Chapter 5
CHAPTER 5
JOHN
G etting Michael up to the storehouse is about as arduous as last time. The only reason we were able to make it to the top of the cliffs the night Wendy told me to pack our bags and get out of Neverland was because I’d been working for weeks on a roundabout path to the top. The loss of my little finger has made climbing problematic.
In the night, I’d been sneaking out after Wendy went wherever she was going—I assume to Peter’s rooms, though I choose not to dwell on that—and working on forging a path up the cliffs from the long way around, on the north side.
It had been an anxiety-inducing task, mostly because it meant leaving Michael alone in our room. But Michael is an expert sleeper, and he’d always been fast asleep when I returned.
Of course, after Joel’s death, I’d started waking Michael in the middle of the night to come with me. It wasn’t as if I could leave him alone in the Den when I was suspicious of the Lost Boys. The disruption to his sleep pattern had been difficult for Michael.
My stomach still twists in knots when he melts down, especially if he manages to scratch himself and draw blood. I know there’s a possibility he’d do this anyway, but there’s always the thought lingering in the back of my mind that it’s my fault. That if I weren’t waking him up in the middle of the night and disrupting his sleep schedule, his body wouldn’t be so dysregulated.
But I remind myself that it’s better Michael be dysregulated than dead. And if I want him safe, I need to get him off Neverland.

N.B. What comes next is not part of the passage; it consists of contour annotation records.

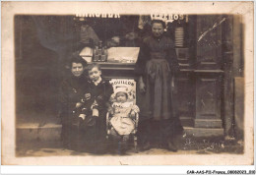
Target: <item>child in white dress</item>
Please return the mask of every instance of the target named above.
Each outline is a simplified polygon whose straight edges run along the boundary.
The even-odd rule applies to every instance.
[[[139,113],[140,109],[133,101],[127,101],[128,93],[125,88],[118,88],[115,92],[116,101],[113,102],[110,112],[112,113],[110,135],[119,143],[121,141],[124,151],[129,136],[135,129],[136,113]]]

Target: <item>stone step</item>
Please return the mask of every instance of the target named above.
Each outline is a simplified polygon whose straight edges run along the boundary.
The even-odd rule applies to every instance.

Of course, I plan to find out what happened to Wendy first. But it would be preferable if I had a pouch of faerie dust on hand already when I find her. Or in case Peter finds out I’ve been snooping.
At the end of the day, if I need to leave Neverland before I find Wendy in order to save Michael, I will. Not because I love him any more than I do my sister. There’s simply an unspoken understanding between Wendy and me that Michael’s needs come before our own.
Still, were I a better protector, I might have been able to save both of them.
Can still save both of them, I remind myself.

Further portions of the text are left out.